I have never been a fan of large dam projects. In the United States, dams have decimated salmon populations, reduced the Colorado River to a trickle by the time it reaches the Pacific, and otherwise transformed the ecology of our western rivers. And in many developing countries, dam projects displace hundreds of thousands of people, often without giving them adequate compensation. Large popular movements have arisen against major dam projects like the 3 Gorges Dam in China or the Narmada River dams in India.
But dam proponents have argued that dams don’t emit carbon dioxide, so they must still be better than coal, right? Well, perhaps not, at least in tropical regions. A recent article in the journal Nature (“Methane quashes green credentials of hydropower”, Nature 444(30): 524-525, 2006) highlights recent research suggesting that “the global-warming impact of hydropower plants can often outweigh that of comparable fossil-fuel power stations.” How? When land is flooded to create the reservoir, a large amount of organic matter is trapped underwater, and more organic matter flows in over time. In warm tropical waters, this organic matter decays into methane and carbon dioxide. Since methane is a 20 times more potent greenhouse gas than CO2, these reservoir emissions can be quite significant. Indeed, the article cites an example of Brazil’s Balbina Dam, whose construction caused the flooding of 2500 square kilometers of rainforest; it is now accepted that a coal plant would have been better for the climate!
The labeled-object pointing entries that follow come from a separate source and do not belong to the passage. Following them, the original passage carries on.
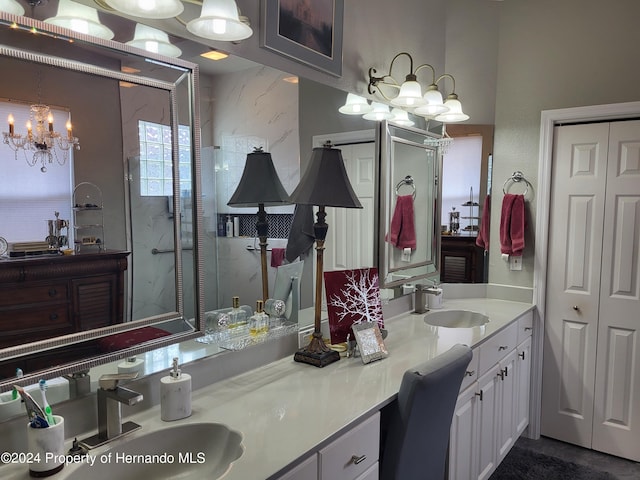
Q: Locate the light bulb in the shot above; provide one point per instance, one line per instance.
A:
(219, 26)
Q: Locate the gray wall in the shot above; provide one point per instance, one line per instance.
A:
(554, 54)
(510, 59)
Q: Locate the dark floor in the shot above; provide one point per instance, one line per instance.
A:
(621, 468)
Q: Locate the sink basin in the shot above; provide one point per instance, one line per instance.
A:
(198, 450)
(456, 319)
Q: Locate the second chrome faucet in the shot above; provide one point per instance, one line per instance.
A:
(111, 397)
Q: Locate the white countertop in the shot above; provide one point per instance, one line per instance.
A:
(286, 410)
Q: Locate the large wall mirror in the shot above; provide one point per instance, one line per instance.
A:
(242, 103)
(138, 167)
(408, 239)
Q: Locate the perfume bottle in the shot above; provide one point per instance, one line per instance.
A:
(259, 322)
(237, 316)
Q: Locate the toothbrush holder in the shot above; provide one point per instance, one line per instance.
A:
(46, 448)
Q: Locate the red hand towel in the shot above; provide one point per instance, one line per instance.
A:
(512, 223)
(482, 240)
(403, 230)
(517, 226)
(277, 256)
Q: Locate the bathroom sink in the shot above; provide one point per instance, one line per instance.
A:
(456, 319)
(197, 450)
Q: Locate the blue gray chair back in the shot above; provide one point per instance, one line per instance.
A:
(414, 446)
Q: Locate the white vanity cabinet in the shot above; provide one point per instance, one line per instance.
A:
(307, 470)
(351, 456)
(492, 411)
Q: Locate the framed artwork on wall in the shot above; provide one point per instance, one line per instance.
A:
(309, 32)
(353, 297)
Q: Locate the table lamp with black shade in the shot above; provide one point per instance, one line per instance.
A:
(324, 184)
(260, 187)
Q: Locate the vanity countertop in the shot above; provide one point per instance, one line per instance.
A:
(286, 410)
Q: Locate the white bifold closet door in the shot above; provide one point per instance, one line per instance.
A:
(591, 379)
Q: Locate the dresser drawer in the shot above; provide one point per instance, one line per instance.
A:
(525, 326)
(353, 453)
(22, 325)
(495, 348)
(471, 374)
(29, 294)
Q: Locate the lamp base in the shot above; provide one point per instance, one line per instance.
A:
(316, 353)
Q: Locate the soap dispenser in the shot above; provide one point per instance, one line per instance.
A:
(175, 394)
(237, 316)
(259, 322)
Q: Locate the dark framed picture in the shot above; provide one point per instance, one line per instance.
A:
(308, 31)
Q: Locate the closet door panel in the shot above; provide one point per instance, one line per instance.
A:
(616, 428)
(573, 281)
The article notes that the debate over the magnitude of reservoir emissions is not yet settled, largely due to a lack of data on dam methane emissions. However, by some estimates, counting the methane emitted by dams (95-120 million tons per year) would represent a 20% increase in global methane emissions! This is a large enough number, and enough is known about dam methane emissions, to make many scientists want to start acting now on this problem.